Predicting standard reduction potential for anticancer Au(III)-complexes: A DFT study

Abstract

The Au(III) complexes are considered promising for cancer treatment given their structural and electronic similarities to Pt(II) complexes. Different from Pt(II) complexes, the Au(III) compounds are much less stable under physiological conditions, due to their high Au3+/Au+ reduction potential. Therefore, great effort has been done to develop more stable Au(III) complexes in order to explore and improve their biological activity. Density functional theory (DFT) methods were herein applied to calculate the standard reduction potential of nine Au(III) organometallic complexes of the type [Au3+(R-C^N^C)L]n, using available experimental data as benchmark.
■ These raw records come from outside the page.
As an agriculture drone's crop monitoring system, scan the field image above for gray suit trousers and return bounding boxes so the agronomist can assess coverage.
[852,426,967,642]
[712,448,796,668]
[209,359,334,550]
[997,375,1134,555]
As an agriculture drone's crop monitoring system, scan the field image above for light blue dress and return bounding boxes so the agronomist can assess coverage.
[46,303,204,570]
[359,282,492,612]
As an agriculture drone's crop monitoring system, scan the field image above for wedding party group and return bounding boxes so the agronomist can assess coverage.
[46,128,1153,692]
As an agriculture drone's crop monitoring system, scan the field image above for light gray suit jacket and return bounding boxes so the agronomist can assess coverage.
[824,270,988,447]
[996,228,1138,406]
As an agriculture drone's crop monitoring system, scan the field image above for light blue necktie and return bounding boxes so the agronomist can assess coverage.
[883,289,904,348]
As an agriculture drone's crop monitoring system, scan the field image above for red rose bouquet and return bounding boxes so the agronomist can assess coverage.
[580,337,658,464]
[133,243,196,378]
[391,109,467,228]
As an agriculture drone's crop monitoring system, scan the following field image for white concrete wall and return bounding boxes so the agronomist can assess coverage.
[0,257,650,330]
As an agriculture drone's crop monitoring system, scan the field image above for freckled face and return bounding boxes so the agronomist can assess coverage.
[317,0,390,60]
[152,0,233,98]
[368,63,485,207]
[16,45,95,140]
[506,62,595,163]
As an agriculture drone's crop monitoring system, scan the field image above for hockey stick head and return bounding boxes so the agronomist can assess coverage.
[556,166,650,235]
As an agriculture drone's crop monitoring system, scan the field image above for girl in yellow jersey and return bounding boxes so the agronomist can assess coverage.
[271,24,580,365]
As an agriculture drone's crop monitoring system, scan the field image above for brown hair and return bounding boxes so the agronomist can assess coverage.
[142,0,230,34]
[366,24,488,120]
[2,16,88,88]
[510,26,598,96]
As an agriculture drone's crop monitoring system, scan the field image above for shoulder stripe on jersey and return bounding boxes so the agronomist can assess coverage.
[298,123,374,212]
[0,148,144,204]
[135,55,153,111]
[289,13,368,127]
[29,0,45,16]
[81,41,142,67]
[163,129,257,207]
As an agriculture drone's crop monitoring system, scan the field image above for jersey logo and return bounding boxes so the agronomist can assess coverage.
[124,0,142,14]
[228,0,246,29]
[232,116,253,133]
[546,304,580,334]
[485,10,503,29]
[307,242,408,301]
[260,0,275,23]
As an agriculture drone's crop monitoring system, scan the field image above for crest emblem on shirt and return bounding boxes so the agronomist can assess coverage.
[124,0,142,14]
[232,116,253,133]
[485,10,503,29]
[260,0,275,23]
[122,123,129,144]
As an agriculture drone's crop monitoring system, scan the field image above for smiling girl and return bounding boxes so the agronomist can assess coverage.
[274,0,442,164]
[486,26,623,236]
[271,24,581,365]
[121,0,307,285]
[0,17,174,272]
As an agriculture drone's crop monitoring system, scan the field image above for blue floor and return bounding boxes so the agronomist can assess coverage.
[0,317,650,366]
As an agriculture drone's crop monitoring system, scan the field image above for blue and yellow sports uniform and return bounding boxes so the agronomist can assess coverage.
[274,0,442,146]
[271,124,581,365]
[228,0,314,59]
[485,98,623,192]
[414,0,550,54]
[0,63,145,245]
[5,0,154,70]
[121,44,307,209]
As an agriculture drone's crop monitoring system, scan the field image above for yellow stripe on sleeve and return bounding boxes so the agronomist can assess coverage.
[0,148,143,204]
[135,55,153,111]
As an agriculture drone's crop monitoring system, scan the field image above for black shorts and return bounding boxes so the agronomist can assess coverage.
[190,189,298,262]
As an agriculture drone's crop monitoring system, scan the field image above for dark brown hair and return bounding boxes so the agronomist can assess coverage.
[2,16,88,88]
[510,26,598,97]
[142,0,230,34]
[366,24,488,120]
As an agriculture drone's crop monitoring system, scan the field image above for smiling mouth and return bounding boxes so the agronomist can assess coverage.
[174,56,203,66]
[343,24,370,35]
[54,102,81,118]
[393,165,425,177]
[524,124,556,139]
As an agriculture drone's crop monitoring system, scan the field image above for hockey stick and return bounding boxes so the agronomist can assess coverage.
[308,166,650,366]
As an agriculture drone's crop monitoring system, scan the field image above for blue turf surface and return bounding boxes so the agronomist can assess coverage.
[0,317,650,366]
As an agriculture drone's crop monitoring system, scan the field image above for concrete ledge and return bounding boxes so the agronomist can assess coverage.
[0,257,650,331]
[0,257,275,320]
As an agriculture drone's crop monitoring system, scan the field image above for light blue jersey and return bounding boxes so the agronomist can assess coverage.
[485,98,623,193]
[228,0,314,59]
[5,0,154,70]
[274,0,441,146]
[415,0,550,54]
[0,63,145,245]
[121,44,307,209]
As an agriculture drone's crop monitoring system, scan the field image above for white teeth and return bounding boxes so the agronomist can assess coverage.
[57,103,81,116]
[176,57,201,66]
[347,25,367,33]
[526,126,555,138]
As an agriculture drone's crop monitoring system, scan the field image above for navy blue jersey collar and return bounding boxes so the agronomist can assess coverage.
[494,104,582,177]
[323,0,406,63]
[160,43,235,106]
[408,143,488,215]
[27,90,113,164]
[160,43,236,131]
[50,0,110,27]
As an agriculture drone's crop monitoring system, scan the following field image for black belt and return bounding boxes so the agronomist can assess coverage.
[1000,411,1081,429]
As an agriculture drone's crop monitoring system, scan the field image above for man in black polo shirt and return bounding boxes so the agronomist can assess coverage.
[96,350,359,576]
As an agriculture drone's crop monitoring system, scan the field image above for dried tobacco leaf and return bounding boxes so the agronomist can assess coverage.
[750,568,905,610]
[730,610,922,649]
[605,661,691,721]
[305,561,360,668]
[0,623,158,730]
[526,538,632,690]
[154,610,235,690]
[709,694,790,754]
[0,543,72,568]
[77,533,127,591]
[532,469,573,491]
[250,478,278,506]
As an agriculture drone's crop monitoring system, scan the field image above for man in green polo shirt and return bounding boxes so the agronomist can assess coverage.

Overall, the DFT methods lead to satisfactory results, with absolute error lower than 170mV. The CAM-B3LYP functional in combination with the SMD solvation model was superior to wB97xD and B3LYP results, with absolute error of 82mV relative to ferrocene/ferrocenium (Fc+/Fc) redox couple. However, in spite of the larger error found for B3LYP results, the qualitative trend was closer to the observed one, which allowed the proposal of a scaling model using the experimental reduction potential as dependent variable and the calculated reaction Gibbs free energy as independent variable. The linear regression was statistically acceptable (R2=0.8) at B3LYP level and lead to an average error of only 35mV. Besides, the variable-temperature H-atom addition/abstraction (VT-HAA) approach was applied for the redox couples with non-equivalent charges (complexes containing chloride as ligand), leading to a significant improvement in the reduction potential prediction. The mean absolute error was only 87mV without any scaling procedure, which is much lower than that found for standard approach, 144mV.